BAM
Abstract Machine for Bottom-Up Evaluation with the Push Method
|
This is a prototype of a deductive database system, i.e. an implementation of the programming and query language Datalog. Datalog is a simplified and logically more pure version of the programming language Prolog.
So far, most database applications use (at least) two languages: SQL for database queries and updates, and a standard programming language like Java, C++ or PHP for the programming part. In SQL, the declararive programming paradigm has been applied very successfully: One only writes logical conditions for the data one needs, and the DBMS automatically finds an efficient algorithm to compute these data. I.e. one specifies WHAT is searched, but not HOW it is computed. There are two main advantages of this: (1) Increased productivity: A declarative specification is much shorter than an equivalent standard program. (2) Better adaption to new hardware: Because the algorithm is not prescribed as in a standard program, new hardware developments can be used by updating the DBMS, with the queries in the applications unchanged. The goal of deductive databases is to extend the part of the application which can be specified declaratively in this way. Ideally, the entire application is written in a single Datalog-like language.
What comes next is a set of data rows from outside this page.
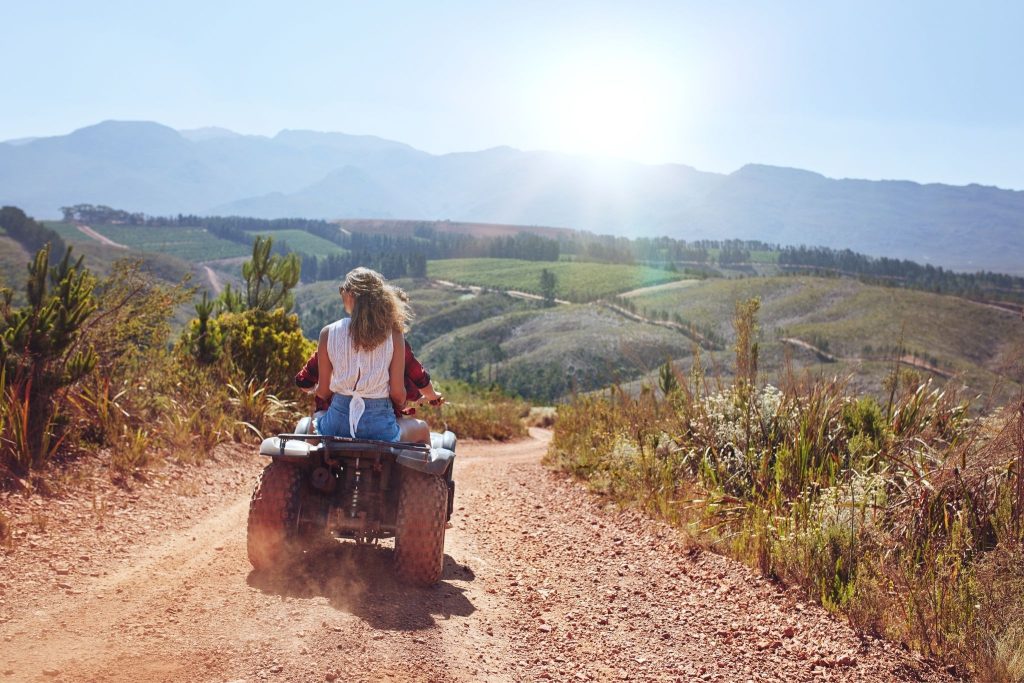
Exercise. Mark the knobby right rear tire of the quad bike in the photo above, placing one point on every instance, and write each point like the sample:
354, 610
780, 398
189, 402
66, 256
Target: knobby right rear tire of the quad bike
419, 541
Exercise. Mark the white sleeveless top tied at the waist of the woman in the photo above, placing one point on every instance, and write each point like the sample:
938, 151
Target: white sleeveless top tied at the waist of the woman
360, 374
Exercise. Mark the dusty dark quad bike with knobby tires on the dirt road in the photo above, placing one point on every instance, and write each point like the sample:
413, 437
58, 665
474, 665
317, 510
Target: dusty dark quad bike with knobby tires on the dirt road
332, 487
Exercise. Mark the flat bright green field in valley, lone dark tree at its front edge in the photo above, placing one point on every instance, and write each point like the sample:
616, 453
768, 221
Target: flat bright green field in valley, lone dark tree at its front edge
575, 281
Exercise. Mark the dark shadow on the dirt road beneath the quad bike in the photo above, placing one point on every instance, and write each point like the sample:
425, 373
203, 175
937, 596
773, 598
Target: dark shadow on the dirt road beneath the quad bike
362, 581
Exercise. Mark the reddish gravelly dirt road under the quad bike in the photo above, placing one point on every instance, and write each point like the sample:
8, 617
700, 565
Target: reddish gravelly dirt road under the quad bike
542, 582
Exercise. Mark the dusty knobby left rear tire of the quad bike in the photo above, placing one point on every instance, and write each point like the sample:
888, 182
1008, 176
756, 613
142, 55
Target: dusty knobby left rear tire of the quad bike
274, 516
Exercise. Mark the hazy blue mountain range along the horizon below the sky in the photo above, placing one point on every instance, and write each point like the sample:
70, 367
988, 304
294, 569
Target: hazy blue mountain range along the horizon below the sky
145, 166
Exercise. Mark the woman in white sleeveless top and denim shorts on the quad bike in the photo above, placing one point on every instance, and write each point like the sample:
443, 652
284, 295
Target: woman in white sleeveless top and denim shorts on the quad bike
362, 362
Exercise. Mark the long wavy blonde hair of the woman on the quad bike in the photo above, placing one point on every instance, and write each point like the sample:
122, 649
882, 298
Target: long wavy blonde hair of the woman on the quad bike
378, 311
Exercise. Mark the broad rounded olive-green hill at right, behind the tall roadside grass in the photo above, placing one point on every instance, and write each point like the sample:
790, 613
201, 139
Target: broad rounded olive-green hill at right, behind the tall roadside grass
862, 325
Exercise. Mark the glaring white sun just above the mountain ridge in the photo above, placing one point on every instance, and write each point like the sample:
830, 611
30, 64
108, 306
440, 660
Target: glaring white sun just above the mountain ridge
616, 108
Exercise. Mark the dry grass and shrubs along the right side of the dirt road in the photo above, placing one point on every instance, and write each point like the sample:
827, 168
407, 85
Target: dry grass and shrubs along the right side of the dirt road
906, 515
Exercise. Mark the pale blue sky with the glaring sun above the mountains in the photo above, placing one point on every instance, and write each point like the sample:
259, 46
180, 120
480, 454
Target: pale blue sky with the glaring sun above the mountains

In the ydb project, our approach is to translate Datalog to C++, which is then compiled. In this way, we hope to reach a high efficiency. Furthermore, the integration with library code written in C++ is simplified. We also try to generate readable code, so that in the end a comparison with hand-crafted code should be possible. Our system uses the "Push" method developed by Stefan Brass and Heike Stephan. This uses a derived tuple immediately for deriving further tuples (as far as possible). In contrast, the standard textbook implementation of Datalog first derives all tuples which are derivable by a rule, and stores them in a temporary relation, before execution moves to the next rule. One advantage of the "Push" method is that it avoids copying of data values as far as possible. A derived tuple is represented by values in C++ variables and a position in the code. If from this tuple, another tuple can be derived, which contains some of these values (in possibly other argument positions), no copying is usually done. Furthermore, constants contained in the program rules often do not have to be represented explicitly, because we specialize rules in the Datalog-to-C++ compilation (this feature can be selectively switched off in case the generated program becomes too big). Of course, in order to detect duplicates and avoid possible non-termination because of the repeated generation of duplicates, sometimes generated tuples must be stored. Because the only purpose of this is the detection of duplicates, a hash table or other data structure for efficient element test can be used. We also plan to use nested data structures (NF^2 tables) in case one variable changes more often than another one: The "Push" method can be seen as working with "virtual NF^2 tables", and for the duplicate test, these virtual tables must be materialized. Another case where intermediate relations must be stored are rules containing more than one body literal with a derived predicate. In this case, a tuple generated for one such body literal must be stored until all possible join partners for the other such body literals have been generated. However, a Datalog-to-Datalog translation like SLDMagic which is applied before the Datalog-to-C++ transformation, mainly produces rules of this simple type (only one body literal with a derived predicate).